The Sovereignty Trap
The commentary shifts from cultural politics to hard geopolitical reality. Stoller argues that the refusal to invest in domestic capacity has ceded critical leverage to Beijing. He points to the Chinese state's recent assertion of control over rare earth magnets, a commodity essential for everything from electric vehicles to fighter jets. Stoller emphasizes that this is not high-tech sorcery; it is "mining, crushing rocks, and subjecting them to chemicals and industrial processes."
The stakes, according to Stoller, are existential. Because China dominates the processing of these materials, they can now "demand the blueprints for all products made with rare earths, which is to say, everything from cars to fighter jets." This creates a scenario where the U.S. is de facto subject to Chinese industrial sovereignty, a shift that Stoller claims has happened with "no ripple in the U.S. political news flow." He contrasts this with the success of companies like Newell, which re-shored Sharpie production to Tennessee, resulting in a "300-400%" increase in productivity and a 50% wage hike for workers.
"China is about to displace the U.S. as the global hegemon.
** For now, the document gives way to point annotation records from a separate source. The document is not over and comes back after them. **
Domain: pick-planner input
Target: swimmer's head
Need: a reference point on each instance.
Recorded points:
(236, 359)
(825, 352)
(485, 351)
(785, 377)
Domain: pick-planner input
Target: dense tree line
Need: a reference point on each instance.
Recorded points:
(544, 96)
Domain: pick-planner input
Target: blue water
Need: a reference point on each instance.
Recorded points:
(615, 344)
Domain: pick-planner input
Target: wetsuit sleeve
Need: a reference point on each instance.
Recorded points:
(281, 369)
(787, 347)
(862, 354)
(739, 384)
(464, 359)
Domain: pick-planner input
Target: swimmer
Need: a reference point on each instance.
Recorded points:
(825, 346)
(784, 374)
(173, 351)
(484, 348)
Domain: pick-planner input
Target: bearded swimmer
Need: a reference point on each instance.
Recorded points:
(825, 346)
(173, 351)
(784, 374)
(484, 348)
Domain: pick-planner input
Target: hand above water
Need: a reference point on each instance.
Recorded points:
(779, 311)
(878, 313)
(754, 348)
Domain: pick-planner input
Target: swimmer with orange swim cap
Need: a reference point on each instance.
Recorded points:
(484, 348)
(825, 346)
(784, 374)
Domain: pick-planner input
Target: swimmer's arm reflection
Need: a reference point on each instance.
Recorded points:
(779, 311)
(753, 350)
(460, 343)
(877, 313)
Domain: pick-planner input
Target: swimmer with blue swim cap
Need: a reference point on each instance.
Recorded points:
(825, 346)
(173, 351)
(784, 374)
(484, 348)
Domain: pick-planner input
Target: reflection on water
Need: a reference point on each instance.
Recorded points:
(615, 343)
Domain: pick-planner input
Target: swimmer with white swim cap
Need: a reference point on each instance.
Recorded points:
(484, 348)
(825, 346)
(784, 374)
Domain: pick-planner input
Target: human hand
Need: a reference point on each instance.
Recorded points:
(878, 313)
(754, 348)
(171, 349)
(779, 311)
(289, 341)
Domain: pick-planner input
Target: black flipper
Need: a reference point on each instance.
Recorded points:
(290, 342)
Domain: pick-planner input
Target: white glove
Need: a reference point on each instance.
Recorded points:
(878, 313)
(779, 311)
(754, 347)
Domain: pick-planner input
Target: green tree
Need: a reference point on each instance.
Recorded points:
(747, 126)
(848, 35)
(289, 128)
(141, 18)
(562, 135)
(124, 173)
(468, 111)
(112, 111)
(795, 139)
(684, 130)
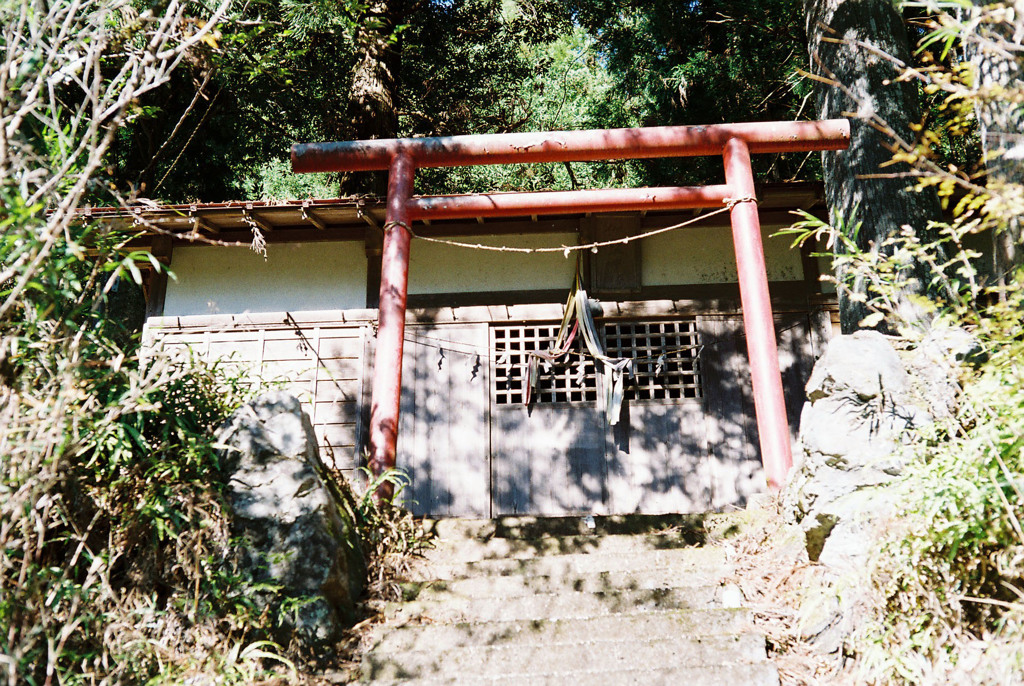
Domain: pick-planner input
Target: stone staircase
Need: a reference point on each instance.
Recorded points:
(605, 601)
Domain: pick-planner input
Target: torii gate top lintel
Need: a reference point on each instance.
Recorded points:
(735, 142)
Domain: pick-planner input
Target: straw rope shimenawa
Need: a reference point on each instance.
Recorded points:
(729, 204)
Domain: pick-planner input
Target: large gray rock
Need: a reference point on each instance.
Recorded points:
(864, 398)
(861, 402)
(299, 546)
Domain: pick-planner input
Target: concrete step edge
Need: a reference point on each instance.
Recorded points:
(758, 674)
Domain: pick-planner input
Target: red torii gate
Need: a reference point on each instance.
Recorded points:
(734, 141)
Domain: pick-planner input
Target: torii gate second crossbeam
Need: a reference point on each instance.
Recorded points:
(735, 142)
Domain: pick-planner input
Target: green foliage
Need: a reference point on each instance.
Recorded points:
(390, 534)
(112, 491)
(948, 573)
(951, 570)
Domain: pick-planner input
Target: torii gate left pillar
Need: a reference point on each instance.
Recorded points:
(734, 141)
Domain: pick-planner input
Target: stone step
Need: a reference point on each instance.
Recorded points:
(690, 526)
(450, 550)
(445, 637)
(758, 674)
(552, 657)
(446, 606)
(671, 561)
(512, 586)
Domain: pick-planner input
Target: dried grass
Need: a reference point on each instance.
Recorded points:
(771, 568)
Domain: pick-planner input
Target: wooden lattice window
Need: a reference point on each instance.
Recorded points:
(667, 356)
(576, 381)
(667, 365)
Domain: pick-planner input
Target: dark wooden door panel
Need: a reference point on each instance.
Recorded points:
(548, 460)
(657, 462)
(442, 438)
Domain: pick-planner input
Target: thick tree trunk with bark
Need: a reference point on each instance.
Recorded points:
(996, 49)
(848, 41)
(372, 109)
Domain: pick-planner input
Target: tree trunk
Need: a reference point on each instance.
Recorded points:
(998, 60)
(372, 112)
(863, 87)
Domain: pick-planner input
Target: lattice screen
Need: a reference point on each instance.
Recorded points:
(676, 376)
(572, 382)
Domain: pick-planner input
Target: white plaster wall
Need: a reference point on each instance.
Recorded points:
(441, 268)
(294, 276)
(707, 256)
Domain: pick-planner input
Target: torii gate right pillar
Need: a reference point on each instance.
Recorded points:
(766, 378)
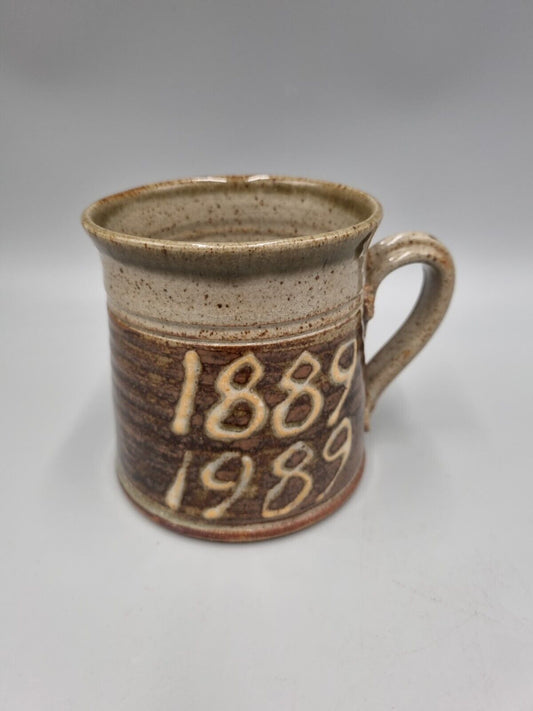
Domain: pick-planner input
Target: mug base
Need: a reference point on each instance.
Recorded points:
(242, 533)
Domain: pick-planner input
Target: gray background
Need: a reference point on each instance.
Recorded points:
(419, 593)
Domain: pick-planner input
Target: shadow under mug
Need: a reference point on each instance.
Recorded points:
(237, 309)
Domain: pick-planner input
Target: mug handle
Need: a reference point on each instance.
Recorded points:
(435, 294)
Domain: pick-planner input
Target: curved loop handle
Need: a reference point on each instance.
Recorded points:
(439, 275)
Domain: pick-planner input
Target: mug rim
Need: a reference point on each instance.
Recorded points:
(112, 239)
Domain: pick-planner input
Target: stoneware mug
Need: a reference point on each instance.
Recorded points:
(237, 309)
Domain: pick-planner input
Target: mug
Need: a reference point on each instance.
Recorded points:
(237, 309)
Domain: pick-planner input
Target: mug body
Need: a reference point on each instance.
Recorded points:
(236, 317)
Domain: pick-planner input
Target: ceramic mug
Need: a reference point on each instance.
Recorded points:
(237, 310)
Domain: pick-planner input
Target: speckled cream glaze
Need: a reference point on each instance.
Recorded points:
(237, 308)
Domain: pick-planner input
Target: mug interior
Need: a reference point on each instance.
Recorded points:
(233, 209)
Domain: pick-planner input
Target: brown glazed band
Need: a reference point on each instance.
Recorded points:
(237, 308)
But the Democrats, and the left more broadly, just don't see it as their business to care."
Stoller's analysis here is potent because it reframes the trade deficit not as a natural market outcome, but as a policy choice that has left the nation defenseless. He argues that the U.S. has traded its industrial base for a "capital light" model that benefits Wall Street, allowing other nations to "take our industries" while the U.S. focuses on finance and design. This strategy, he contends, has collapsed industrial ecosystems and created bloated monopolies that extract rent rather than create value.
The Myth of Cheap Goods
Perhaps the most counter-intuitive part of Stoller's argument is his challenge to the idea that offshoring leads to lower prices for consumers. He dismantles the narrative that Americans demand cheap goods, pointing out that prices in the U.S. are actually high due to monopoly power and layers of private bureaucracy. He uses the example of a Hanes t-shirt, which Guy claims costs $2 to make, only to find it retailing for $9 on Amazon.
Stoller attributes this markup not to labor costs, but to the "endless layers of private bureaucracy that emerge when you get rid of open and competitive markets and substitute corporate monopolies." He argues that the neoliberal order, which prioritizes financialization over production, has made everything more expensive, not less. "It turns out low wage low productivity also means high prices, not low ones," Stoller writes, turning the standard economic justification for offshoring on its head.
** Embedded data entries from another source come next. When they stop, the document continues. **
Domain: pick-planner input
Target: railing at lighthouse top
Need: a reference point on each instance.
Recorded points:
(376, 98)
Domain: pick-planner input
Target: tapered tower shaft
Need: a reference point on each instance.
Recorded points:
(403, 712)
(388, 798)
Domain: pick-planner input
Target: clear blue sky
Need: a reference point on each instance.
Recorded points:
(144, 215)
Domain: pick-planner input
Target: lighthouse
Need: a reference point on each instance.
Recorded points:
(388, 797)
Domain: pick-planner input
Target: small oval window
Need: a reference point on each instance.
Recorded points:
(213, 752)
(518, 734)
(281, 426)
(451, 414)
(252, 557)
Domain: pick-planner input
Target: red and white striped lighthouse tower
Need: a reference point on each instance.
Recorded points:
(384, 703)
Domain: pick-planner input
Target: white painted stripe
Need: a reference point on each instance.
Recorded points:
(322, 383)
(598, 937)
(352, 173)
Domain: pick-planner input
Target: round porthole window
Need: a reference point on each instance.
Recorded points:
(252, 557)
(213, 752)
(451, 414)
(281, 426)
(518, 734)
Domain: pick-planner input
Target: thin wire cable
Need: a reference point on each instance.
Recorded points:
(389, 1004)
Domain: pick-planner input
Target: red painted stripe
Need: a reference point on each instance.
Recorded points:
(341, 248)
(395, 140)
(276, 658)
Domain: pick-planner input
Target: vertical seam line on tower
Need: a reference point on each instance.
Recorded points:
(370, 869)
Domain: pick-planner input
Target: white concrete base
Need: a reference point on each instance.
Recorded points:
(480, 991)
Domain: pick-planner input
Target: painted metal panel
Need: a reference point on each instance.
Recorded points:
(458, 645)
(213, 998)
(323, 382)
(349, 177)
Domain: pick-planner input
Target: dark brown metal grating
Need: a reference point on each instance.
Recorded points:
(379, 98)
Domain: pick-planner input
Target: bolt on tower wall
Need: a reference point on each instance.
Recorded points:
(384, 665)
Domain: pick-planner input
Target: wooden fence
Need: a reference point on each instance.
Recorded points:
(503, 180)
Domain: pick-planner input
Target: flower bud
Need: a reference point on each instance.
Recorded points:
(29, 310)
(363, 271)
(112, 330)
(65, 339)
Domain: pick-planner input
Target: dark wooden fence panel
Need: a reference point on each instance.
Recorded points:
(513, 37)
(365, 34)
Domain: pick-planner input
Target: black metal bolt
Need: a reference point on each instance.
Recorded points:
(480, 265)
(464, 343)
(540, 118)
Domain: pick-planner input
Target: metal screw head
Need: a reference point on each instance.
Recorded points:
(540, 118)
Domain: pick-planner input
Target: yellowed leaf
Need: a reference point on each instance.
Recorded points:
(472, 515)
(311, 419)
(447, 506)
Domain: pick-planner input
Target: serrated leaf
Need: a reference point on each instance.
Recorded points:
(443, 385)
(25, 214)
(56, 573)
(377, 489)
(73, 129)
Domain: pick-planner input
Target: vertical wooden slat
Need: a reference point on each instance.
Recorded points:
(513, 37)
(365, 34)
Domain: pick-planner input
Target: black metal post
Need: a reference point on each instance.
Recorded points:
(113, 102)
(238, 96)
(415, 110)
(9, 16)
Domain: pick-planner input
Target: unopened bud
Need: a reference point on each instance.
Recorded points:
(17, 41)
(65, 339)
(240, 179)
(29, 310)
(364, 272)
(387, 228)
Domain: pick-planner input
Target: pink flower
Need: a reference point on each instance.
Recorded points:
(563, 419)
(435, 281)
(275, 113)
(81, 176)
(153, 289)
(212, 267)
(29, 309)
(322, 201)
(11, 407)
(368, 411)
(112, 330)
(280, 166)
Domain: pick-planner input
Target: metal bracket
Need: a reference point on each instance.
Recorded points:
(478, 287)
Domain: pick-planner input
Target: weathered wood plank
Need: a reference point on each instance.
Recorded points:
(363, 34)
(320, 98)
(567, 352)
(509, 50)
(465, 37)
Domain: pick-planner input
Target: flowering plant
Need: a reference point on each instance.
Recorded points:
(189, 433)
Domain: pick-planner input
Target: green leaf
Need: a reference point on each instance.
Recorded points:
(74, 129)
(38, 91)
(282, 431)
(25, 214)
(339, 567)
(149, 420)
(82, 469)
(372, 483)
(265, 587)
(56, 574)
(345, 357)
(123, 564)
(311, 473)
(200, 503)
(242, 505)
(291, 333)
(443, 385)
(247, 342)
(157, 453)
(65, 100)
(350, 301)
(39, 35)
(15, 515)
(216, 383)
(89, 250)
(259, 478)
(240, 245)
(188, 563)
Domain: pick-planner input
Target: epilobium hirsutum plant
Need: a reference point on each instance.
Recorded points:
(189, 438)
"It's not that labor is more expensive when accounting for productivity, it's that the various tolls you have to pay to Wall Street make everything super costly."
This section effectively connects the abstract concept of monopoly power to the tangible experience of the consumer. By exposing the gap between the theoretical cost of production and the actual retail price, Stoller undermines the argument that the U.S. must offshore to remain competitive. Instead, he suggests that the current system is a "global welfare queen" model where the U.S. exports dollars and imports inflation, sustained only by the dominance of the U.S. currency.
Bottom Line
Matt Stoller's most compelling contribution is his linkage of domestic deindustrialization to a loss of geopolitical sovereignty, arguing that the left's cultural focus has blinded it to the material reality of American vulnerability. While his critique of the liberal elite is sharp and well-supported by specific examples, it occasionally underplays the genuine complexity of re-shoring supply chains in a world where labor and environmental standards differ vastly. The strongest takeaway is that the choice to stop making things was a policy decision, not an economic inevitability, and reversing it is now a matter of national security, not just nostalgia. Readers should watch for how the administration navigates the tension between maintaining global supply chains and rebuilding domestic capacity in the face of Chinese leverage.